Clean lines ensure that a panelled approach to dressing comes across as eclectic rather than indecisive
Wednesday 16 January 2013
If the word patchwork suggests floral quilted bedspreads to you, think again. One of the most wearable and lovely trends of the season is a modern version; garments with contrast-colour panels – either sleeves or back and front in opposing colours or a collage of square and rectangular patches. On the spring/summer '13 catwalks, this technique was much in evidence.
Young London designer Eudon Choi patched together patent leather with matte fabrics in various tones of one colour; designers Preen and Erdem showed dresses of composite prints, with snakeskin against florals and even stripes, whereas Paul Smith combined blocks of contrasting fabrics such as a black and white print against vibrant orange and red. In New York, design duo Proenza Schouler achieved a geometric effect in a bold neon and printed palette.

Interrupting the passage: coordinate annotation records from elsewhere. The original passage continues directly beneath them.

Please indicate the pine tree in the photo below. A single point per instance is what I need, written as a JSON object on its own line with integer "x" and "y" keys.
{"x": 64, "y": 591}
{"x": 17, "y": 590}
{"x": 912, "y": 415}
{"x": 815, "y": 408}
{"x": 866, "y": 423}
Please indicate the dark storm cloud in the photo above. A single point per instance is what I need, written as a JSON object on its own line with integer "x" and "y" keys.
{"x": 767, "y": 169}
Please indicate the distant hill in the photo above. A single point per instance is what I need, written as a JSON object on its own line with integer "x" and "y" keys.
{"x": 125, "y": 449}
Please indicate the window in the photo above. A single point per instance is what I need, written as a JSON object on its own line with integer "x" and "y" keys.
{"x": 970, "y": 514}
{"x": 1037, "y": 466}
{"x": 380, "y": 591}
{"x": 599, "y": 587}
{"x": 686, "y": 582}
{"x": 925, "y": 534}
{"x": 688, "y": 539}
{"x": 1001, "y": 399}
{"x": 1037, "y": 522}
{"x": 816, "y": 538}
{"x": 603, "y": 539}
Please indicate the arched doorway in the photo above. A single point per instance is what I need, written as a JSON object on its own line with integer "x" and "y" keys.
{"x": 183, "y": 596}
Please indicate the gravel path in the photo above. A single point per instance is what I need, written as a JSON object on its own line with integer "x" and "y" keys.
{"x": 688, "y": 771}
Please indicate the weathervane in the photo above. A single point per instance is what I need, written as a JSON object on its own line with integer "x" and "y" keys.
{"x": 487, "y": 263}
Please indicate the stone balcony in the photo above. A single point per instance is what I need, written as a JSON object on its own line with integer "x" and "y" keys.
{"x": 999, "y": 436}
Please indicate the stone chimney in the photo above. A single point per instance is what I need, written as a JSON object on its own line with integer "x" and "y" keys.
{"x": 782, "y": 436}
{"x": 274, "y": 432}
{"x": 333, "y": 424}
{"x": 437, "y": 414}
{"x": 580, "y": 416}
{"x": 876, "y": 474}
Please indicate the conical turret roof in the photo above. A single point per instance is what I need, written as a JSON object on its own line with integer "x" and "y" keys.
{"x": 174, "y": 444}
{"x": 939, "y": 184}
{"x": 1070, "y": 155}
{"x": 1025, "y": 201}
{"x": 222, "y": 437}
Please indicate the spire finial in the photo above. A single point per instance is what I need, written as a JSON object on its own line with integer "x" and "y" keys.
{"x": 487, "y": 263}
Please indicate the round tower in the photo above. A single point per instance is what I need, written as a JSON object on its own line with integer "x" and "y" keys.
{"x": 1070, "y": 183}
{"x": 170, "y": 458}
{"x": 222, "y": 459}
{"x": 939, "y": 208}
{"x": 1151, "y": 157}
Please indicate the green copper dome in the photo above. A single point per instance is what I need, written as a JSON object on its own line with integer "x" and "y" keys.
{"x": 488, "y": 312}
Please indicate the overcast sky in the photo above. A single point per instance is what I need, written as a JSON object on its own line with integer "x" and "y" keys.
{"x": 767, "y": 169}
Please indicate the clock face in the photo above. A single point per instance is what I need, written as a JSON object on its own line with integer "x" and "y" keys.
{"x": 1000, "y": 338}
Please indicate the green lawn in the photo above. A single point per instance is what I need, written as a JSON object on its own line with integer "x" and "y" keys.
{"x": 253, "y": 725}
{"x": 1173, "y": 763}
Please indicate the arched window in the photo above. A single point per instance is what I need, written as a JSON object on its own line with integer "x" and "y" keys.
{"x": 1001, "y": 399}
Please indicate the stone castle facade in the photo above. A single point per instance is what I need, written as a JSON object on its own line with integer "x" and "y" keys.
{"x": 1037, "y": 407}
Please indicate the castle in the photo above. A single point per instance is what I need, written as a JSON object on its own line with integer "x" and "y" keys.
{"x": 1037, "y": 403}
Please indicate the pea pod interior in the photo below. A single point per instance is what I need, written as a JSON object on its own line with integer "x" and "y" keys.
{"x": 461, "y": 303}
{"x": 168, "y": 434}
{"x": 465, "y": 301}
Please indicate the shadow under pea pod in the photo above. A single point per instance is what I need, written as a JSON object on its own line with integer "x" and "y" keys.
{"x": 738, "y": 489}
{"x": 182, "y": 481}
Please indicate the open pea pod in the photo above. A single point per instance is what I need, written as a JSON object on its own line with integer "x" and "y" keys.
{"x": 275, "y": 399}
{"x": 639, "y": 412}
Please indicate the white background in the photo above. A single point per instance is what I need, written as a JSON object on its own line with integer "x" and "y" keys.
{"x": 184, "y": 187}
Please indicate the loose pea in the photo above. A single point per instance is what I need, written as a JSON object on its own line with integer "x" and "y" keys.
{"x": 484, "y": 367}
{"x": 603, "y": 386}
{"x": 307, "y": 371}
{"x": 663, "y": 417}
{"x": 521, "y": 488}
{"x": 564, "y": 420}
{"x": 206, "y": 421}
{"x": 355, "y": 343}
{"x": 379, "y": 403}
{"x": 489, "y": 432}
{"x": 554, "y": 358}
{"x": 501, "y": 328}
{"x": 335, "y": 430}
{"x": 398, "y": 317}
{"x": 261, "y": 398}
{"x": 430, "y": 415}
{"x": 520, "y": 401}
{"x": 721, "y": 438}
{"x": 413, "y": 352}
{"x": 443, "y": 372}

It's one of those rare trends that come along that can be worn every day. The concept of colour panelling is particularly suited to tailored clothes, which are more in fashion than ever right now, thanks to the likes of Stella McCartney and Phoebe Philo. It's also the perfect solution for those who'd like to wear colour but draw the line at florals, animal prints or otherwise splashy patterns. It's a trend that can be interpreted as either androgynous or feminine according to taste – whether you're in the market for a mannish shirt buttoned all the way to the collar or a more ladylike A-line skirt or shift dress.
All in all, it opens the door to the pleasantly novel idea of fashionable and appealing professional attire, which is at once suitable for a day in the office and a pleasure to put on.